Produce crispación en los nervios de los tradicionalistas, de los perfectos españoles, el anunciarles la muerte de su queridísima institución. "La monarquía ha muerto" es cosa que suscita en el ánimo de los conservadores la misma sensación de adversidad y traición que la famosa afirmación de Nietzsche en el ánimo del creyente. Pero resulta que estos caballerescos hombres que contemplan el ocaso del siglo de oro español con nostalgia y fatiga no comprenden que España se mueve. Es una realidad transformadora, creadora y precisa de nuevas formas.
La monarquía -no caeremos en la vanidad de desprestigiar una institución milenaria que ha aportado a la patria grandeza incalculable- tuvo su momento histórico, sí. Los españoles nos convertimos en un poderoso imperio reafirmando nuestra existencia sobre otros pueblos con el resorte del reinado y del catolicismo. Pero la historia de la monarquía española ha culminado, ha ido decayendo progresivamente enferma en un diagnóstico de pactos. El primero dio con el casamiento de Fernando y de Isabel, lo que supuso por primera vez una unidad puramente surgida del genio Hispano, y el último que debió acontecer; el de San Sebastián. Un rey sin reinado, sin vasallos y sin poder, poco tiene que hacer ya en la historia nacional, y así el cauto Alfonso XIII abandonó la Corona al caer en la cuenta de que ese símbolo había perdido ya el significado que le precedió imperialmente.
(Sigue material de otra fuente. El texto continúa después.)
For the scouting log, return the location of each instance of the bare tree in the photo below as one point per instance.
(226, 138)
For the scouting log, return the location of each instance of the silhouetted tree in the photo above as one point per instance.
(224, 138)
Pero los españoles nos afanamos en levantar una y otra vez mitos fracasados, en intentar resucitar instituciones polvorientas que ya poco tienen que hacer. Aun no hemos comprendido que el nacionalismo no se fundamenta en ser monárquico o ser republicano, o derechista o izquierdista, o burgués o proletario, o taurino u antitaurino. Aun no hemos comprendido que ser nacionalista es ser superior a todas esas estúpidas divisiones de los dogmas y la mitología de las libres opiniones porque es afanarse en empresa colectiva y universal de unidad e integración.
Así dimos con la proclamación de una República (demoburguesa y marxista a lo largo de su breve momento equivocado). No fue una solución española: Francia y Rusia una vez más en constante pugna sobre nuestra Patria, y en vez de afanarnos tras ello en encontrar por fin el genio nacional, el resurgir de aquella noble empresa de unidad, hoy nos volvemos a ver atrapados en esa telaraña mortuoria, divididos en monárquicos y republicanos, luchando contra un sector del pueblo español en vez de buscar los verdaderos enemigos; los antiespañoles.
No debe excitar la sensibilidad de ningún patriota el afirmar que bien nos da igual una monarquía que una república, pues esto no son más que un mero organizar político, un adjetivo más del nuevo Estado constructor. Y es que resulta inevitable para nosotros el echarnos las manos a la cabeza cuando vemos a un joven defensor de las flores de lis llamando traidor a otro que no se siente ya identificado con esa cadavérica institución. QUE TODO ESPAÑOL SEPA QUE PARA SER NACIONALISTA NO SE PRECISA OTRO ADJETIVO QUE EL DE SER ESPAÑOL. Porque España, compatriotas, es mucho más que una corona o un himno de Riego, España es una afirmación, una realidad histórica y universal. España lo es todo.
Y esta antidemócrata declarada hoy os viene a decir que sólo a la voz sana popular, hondo latir del nacionalismo verdadero y reafirmación de la genialidad Patria, es a quien corresponde el escoger la forma del nacionalismo. Si un pueblo libre colectivo y soberano henchido de una innegable sinceridad hispana, señala (en ningún momento quede claro hablamos de sufragio, pues no hay para nosotros nada más miope y de mayor torpeza histórica que el juego de las elecciones) a un monarca surgido de la extirpe patria como el efectuado de los designios nacionales, entonces ¡viva el monarca! Y si esta voz de las masas con conciencia histórica y nacional apunta con su justa elección que debe ser la Republica el amparo de tales emociones creadoras, entonces ¡viva la república!
Mientras tanto y siempre ¡Arriba España! Que es lo que nos importa.